With thanks to the Michigan State blog, The Only Colors (seen here) I wanted to give a visual representation of the Deacon offense this season. While the defense has been equal in contributing to our struggles so far this season (currently 246th in KenPom adjusted efficiency), defensive stats are not as developed as offensive stats.
So today we are going to look at the individual offensive ratings and usage percentages for the 131st ranked team in offensive efficiency to date. I believe many of the results of this exercise will already be known but it will be nice to see in visual form. (All numbers courtesy of Statsheet.com).
Click through for a look at our offense statistically.
Now for those who may not be familiar with advanced stats, let me break down this chart in a few sentences. The usage rate is how many possessions a player uses when they are in the game (shots taken and turnovers). Offensive rating is how many points per 100 individual possession the player will score.
- Players in the upper right quadrant are high usage, high efficiency players. This is what you want to see and should continue to be the focal points of the offense. These are the stars of the team and should continue to get minutes.
- Players in the upper left quadrant are players that use a lot of possession but do not have the offensive rating to justify the usage. They should lower their usage rate, as they are hurting the offensive efficiency of the team.
- Players in the lower right quadrant are low usage- high efficiency players. It could be useful for them to start using more possession, assuming they stay at a similar offensive rating. It could also mean that they have been benefiting from a limited role and might struggle in a larger role.
- Players in the lower left quadrant are players that don't use a ton of possessions and have a low offensive rating. They should see limited minutes.
A couple notes before we begin:
- I chose not to include Chennault since he has only played in one game. The sample size was way too low for him to justify inclusion.
- Be aware of a small sample size for Tabb and Mescheriakov. They have only played in 7 and 5 games, respectively, so some of their results may be skewed based on this.
- The midpoints on this plot are semi-arbitrary.
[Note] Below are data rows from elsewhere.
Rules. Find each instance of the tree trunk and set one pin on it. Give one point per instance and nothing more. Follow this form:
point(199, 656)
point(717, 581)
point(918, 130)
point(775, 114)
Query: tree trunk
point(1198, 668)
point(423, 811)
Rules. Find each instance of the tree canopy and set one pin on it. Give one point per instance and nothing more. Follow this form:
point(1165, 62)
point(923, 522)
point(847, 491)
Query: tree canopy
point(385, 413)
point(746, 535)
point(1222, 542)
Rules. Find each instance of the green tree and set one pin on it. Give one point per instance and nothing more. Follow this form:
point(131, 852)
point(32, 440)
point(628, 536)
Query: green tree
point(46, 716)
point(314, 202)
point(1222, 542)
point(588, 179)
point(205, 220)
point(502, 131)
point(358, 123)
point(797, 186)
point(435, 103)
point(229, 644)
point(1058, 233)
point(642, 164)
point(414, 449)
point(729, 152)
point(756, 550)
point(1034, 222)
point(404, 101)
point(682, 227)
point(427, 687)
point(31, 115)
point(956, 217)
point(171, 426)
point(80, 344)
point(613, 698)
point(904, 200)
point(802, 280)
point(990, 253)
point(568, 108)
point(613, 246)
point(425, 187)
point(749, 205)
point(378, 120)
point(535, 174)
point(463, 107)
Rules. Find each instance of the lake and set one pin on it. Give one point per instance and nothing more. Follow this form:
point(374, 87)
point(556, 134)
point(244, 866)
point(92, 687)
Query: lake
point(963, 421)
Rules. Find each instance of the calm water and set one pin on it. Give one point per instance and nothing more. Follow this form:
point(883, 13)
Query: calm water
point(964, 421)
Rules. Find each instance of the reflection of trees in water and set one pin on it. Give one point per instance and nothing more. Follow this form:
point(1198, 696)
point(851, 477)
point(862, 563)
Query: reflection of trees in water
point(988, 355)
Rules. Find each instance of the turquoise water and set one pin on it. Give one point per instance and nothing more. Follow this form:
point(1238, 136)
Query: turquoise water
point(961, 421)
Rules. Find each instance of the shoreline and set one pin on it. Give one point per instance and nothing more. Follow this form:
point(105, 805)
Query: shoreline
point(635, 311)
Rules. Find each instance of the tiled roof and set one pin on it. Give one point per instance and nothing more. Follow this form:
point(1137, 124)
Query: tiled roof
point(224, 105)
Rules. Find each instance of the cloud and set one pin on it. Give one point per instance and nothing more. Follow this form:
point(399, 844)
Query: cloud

I chose 20% usage rate since that is commonly accepted as average for a player. I went with 105 for the offensive rating cutoff, as this is slightly above the rating for the team as a whole this season.
A couple of observations
- I am not surprised to see McKie as the only player in the upper right quadrant. He has clearly been our best player so far this season.
- I am torn on what to do with Gary Clark. On one hand, he is the player with the highest offensive rating (by far) and could help the team by using more possessions. He is a senior and has earned his spot on the floor. On the other hand, he is not part of the future of the team and it may be better to let the young guys play.
- As expected, there are too many players in the upper left quadrant, showing that our high usage players are some of our least efficient players. Several players have a solid efficiency and a little improvement could help the Deacs pull out a few wins the rest of the season.
I think this is a good representation of the struggles the Deacs are going through. Only one high usage, high efficiency players, with plenty of high usage players struggling. There are plenty of underlying reasons for their struggles but the results are pretty clear in the chart.